Keywords

1 Introduction

In recent years, studies have been actively conducted on the use of videos in the humanities and social sciences fields. Conversely, due to various restrictions, the scholarly use of videos in academic fields is limited compared to paper materials such as books, journals, and archives. Among the diverse restrictions hindering the use of videos in academic research, we focused on the technical aspects of accessing videos. We developed a prototype of hierarchical presentation for a video search system named ELVIDSFootnote 1. In this paper, we first clarify the problems, which need to be solved to accelerate the scholarly use of videos; then, we describe the development method of the prototype with regard to database design and interface.

2 Issues of Video Use in Humanities and Social Science Research

The test sets used in this research were educational contents. The work stored on the database of this prototype were two videos entitled “Information poor country Nippon” and “Use Open Source Software” from Chuo University’s “Corridor of Knowledge,” which is an educational program based on joint production of Chuo University and Jupiter Telecommunications Co., Ltd. The videos are 30-minute programs distributed on national cable TV. All videos are uploaded on YouTube and can be streamed online. Two of the videos selected as test data contain interviews of an information center official and persons engaged in the development and dissemination of open source software.

Although these kinds of videos, including the videos mentioned above, can be used as educational and research material, there are few cases of their actual use. As Andreano [1] pointed out: “First, there is the difficulty scholars face in finding information about, and gaining access to, the holdings an archive’s collection. Second, there is the time consuming and often frustrating task of retrieving the desired information from that collection of moving image materials.”

To solve the above problem, we developed a prototype of hierarchical presentation for a video search system, which makes it possible to access specific parts of videos. In the similar structure as that of a book, such as chapters, paragraphs and sections, a video can be divided into parts such as scenes and shots. To improve video search efficiency, we implemented these structures to the video search system prototype.

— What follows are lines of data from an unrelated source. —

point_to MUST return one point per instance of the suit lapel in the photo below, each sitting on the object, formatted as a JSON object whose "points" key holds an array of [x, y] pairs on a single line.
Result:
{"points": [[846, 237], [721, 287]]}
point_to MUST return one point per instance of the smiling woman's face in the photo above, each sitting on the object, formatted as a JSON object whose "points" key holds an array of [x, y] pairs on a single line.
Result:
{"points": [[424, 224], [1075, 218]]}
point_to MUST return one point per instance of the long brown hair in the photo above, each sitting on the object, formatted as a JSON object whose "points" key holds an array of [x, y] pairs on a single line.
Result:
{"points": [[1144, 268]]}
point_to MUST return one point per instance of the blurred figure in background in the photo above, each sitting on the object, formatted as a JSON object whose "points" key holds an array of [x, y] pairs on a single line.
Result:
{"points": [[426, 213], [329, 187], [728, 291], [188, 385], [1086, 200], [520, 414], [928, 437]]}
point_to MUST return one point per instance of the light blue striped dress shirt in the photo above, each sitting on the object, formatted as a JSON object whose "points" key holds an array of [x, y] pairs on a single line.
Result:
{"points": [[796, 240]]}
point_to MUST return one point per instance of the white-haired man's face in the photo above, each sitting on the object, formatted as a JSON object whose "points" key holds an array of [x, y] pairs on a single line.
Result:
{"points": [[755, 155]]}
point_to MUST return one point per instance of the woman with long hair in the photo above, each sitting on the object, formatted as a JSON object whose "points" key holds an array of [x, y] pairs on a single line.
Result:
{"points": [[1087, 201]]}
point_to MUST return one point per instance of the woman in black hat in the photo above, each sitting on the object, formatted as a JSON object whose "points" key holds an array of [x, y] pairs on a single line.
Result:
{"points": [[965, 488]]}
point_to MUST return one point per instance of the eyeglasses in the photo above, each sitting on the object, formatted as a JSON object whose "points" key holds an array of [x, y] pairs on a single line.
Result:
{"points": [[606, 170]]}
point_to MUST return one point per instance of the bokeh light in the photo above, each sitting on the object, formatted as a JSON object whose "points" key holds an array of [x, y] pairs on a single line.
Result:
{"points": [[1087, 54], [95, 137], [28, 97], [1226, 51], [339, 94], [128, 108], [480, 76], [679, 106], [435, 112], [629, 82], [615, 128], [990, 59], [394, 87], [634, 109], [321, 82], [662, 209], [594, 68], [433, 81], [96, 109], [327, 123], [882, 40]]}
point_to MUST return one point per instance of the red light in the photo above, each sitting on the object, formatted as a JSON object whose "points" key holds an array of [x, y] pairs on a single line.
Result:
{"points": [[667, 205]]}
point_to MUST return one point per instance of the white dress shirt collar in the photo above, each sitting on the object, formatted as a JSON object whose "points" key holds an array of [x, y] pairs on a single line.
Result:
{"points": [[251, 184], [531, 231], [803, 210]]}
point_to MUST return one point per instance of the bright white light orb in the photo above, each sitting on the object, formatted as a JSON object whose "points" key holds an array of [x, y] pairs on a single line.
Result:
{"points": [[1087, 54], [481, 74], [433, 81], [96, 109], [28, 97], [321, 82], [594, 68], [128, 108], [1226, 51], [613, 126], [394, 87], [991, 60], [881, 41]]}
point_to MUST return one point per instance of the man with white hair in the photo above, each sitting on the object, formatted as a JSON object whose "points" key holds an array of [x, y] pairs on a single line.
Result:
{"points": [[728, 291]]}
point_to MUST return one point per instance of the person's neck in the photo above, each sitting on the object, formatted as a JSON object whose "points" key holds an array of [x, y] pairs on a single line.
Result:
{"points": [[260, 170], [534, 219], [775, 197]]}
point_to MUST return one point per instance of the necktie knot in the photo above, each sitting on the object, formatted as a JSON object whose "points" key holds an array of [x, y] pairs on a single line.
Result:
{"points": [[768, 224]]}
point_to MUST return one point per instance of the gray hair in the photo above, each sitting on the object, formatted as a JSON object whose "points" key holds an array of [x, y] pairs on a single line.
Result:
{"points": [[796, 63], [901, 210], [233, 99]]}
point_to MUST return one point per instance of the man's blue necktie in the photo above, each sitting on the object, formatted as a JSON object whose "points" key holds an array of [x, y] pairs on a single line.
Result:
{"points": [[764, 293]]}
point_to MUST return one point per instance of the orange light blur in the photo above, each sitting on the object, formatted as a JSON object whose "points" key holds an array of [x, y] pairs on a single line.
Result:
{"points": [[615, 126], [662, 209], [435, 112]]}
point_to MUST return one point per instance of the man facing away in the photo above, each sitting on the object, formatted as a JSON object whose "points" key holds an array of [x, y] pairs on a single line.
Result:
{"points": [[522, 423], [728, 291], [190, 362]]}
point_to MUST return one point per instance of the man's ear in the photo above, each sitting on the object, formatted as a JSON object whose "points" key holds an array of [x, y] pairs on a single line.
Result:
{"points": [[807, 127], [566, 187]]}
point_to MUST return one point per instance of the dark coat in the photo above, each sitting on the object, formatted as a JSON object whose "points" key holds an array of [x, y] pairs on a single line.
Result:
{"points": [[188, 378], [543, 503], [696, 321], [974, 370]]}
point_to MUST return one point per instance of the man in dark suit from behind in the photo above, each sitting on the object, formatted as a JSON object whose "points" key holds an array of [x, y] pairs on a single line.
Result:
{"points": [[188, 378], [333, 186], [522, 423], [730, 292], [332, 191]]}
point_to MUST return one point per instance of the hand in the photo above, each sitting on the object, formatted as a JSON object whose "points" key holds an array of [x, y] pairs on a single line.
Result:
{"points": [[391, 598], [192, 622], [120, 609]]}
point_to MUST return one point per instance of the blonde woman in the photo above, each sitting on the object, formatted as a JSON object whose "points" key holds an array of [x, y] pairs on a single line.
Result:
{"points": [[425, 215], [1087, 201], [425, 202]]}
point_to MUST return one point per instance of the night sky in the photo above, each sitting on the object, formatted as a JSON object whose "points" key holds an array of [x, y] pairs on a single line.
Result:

However, the introduction of such a system is costly. Especially in information centers such as small archives and libraries, the budget allocated to the information system is limited. Even if a proposal to develop such a system is put forward, the introduction of the system could be difficult. In this study, to solve the problem of excessive cost, we made use of open source software. The software used in system development are the following: Ubuntu Server as the server OS, Apache as the HTTP server, SQLite 3 as the database management system, and Ruby Sinatra as the web framework.

3 Video Search System Prototype with a Three-Level Hierarchy Model

3.1 Database

A unique function of the system is to make videos accessible at the work, scene, and shot level; thereby, the metadata describing all video levels are stored in the system’s database. To store the metadata, three tables were created. The tables at each level containing the logical name, physical name, and data type, are shown in Tables 1, 2, and 3, respectively.

Table 1. Column name and data type of works.
Table 2. Column name and data type of scenes.
Table 3. Column name and data type of shots.

The WORKS table has nine columns: id, title, creator, publisher, description, video levels, video format, duration, and language (Table 1). The id column contains unique numbers for each record, which become the primary keys. The title is a column which stores the title of the video such as “Corridor of Knowledge-Information Poor Country Nippon” and “Corridor of Knowledge-Use Open Source Software.” The creator column stores the names of the video’s creators. The publisher column has information about individuals or organizations involved in publishing the videos. The description of the work column contains tests of video summaries. The level of the unit column on the work table has a work value without exception. The values in the column are used for searching all video units. The video format column contains either the “mp4” or “webm” value. The duration column stores the duration of videos, expressed in minutes. The language column contains information on the language used in the video.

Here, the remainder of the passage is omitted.